Alito Before Senate Judiciary Committee: Day Three
"Judge Alito, I'm sorry that you've had to go through this. I am sorry that your family has had to sit here and listen to this," said Graham.
Give me a break. I've seen Cub Scout meetings more contentious than the first three days of these hearings, despite them being enough to send Alito's wife, Martha-Ann Bomgardner, fleeing the room in tears at one point yesterday.
No Senator from either party should be apologizing. These hearings are for a position that could last 20 or 30 years and allow one man to exercise enormous influence over the lives of every American and the future of our nation. I'm sorry, but a few tough questions may be in order.
Abortion rights was front and center again on Wednesday with Alito continuing to stay silent on whether or not he still holds the same anti-choice views that he did in 1985. "I don't think it's appropriate for me to speak about issues that could realistically come up" before the courts, he said.
Dick Durbin (D-IL) followed up on Chuck Schumer's (D-NY) continued attempts to get Alito to give a straight answer on Roe v. Wade by hitting him up first thing yesterday morning.
"On two Supreme Court cases, Griswold and Brown now, you have said, just right as we started this hearing, that you believe there is a constitutional basis for this protection and for this right. And yet, when it came to Roe v. Wade, you would not," said Durbin. "Most of us are troubled by this 1985 memo. You said yesterday, you would have an open mind when it came to this issue. I'm sorry to report that your memo seeking a job in the Reagan administration does not evidence an open mind. It evidences a mind that sadly is closed in some areas."
Alito again demurred. "I would approach that question the way I approach every legal issue that I approach as a judge, and that is to approach it with an open mind and to go through the whole judicial process, which is designed, and I believe strongly in it, to achieve good results, to achieve good decision-making."

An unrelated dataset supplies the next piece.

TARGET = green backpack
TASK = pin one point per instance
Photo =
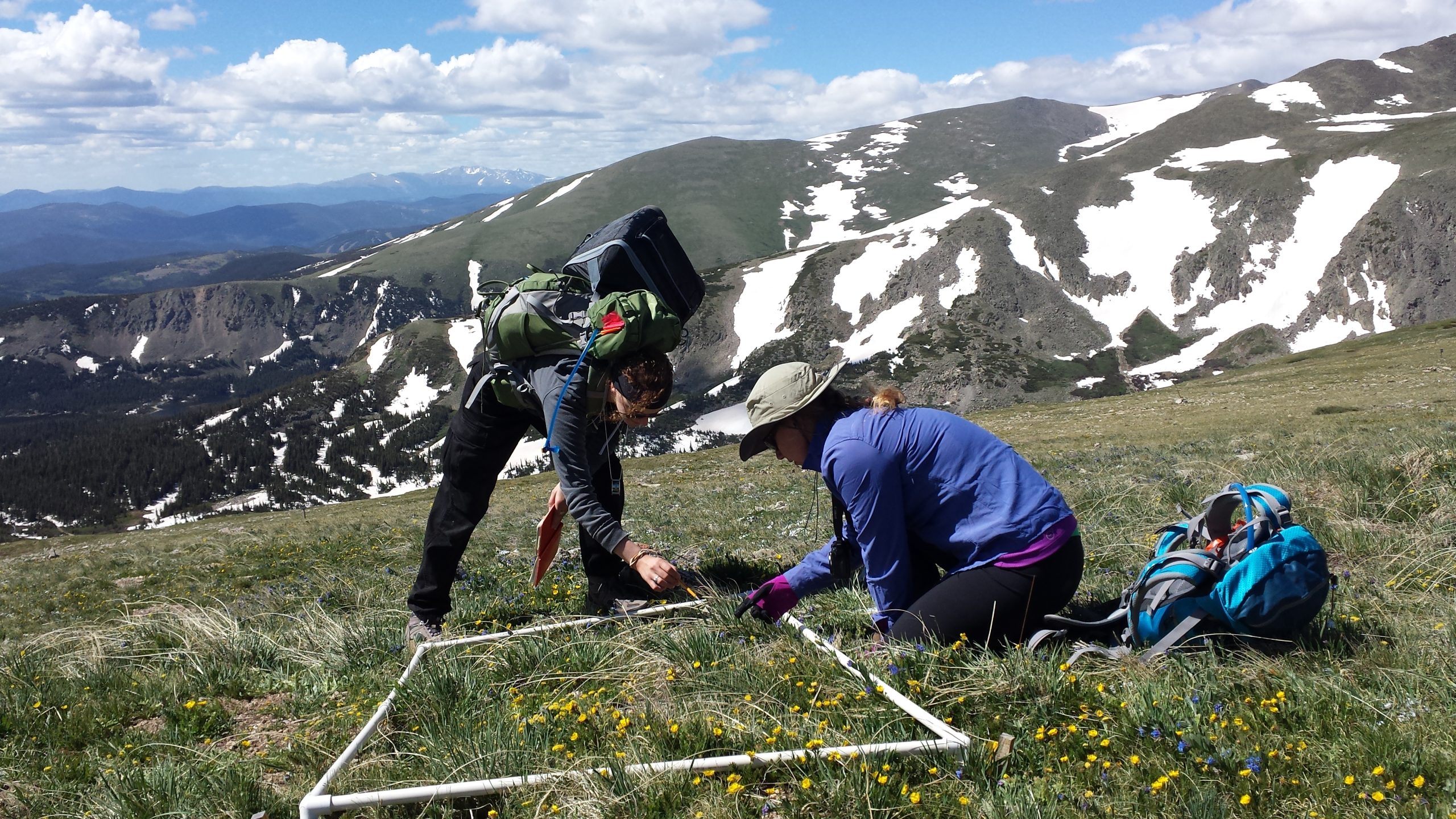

Ted Kennedy (D-MA) went after Alito primarily on his membership in the ultra-conservative Concerned Alumni of Princeton (CAP) including reading a startling clipping from a 1984 edition of the organization's magazine that commented on AIDS research being done at that time on monkeys and said "Now that the scientists must find humans, or rather homosexuals, to submit themselves to experimental treatment. Perhaps Princeton's Gay Alliance may want to hold an election."
Alito continued to behave as if he had almost no recollection of CAP – a notion that still had Kennedy bristling after the day ended.
"He can remember all 67 [legal] dissents ... in great details," said Kennedy last night. "But he can't remember anything about this organization."
But before that, Kennedy and Judiciary Committee Chairman Arlen Specter (R-PA) got into it over Kennedy's request to subpoena records at the Library of Congress that might shed light on Alito's membership in the group.
"If I'm going to be denied that, I'd want to give notice to the chair that you're going to hear it again and again and again and we're going to have votes of this committee again and again and again until we have a resolution," said the Massachusetts Democrat.
This angered Specter, who said "I'm not concerned about your threats to have votes again, again and again. And I'm the chairman of this committee. ... And I'm not going to have you run this committee."
(You can view a clip of that entire interaction at Crooks and Liars and see why we love Ted Kennedy so damn much.)
Overall it was another day of questions about abortion, CAP and Alito's Vanguard investments, with very little in the way of substantive response.
"Just because there are words in response, doesn't mean the questions are answered," Senator Schumer said to Alito.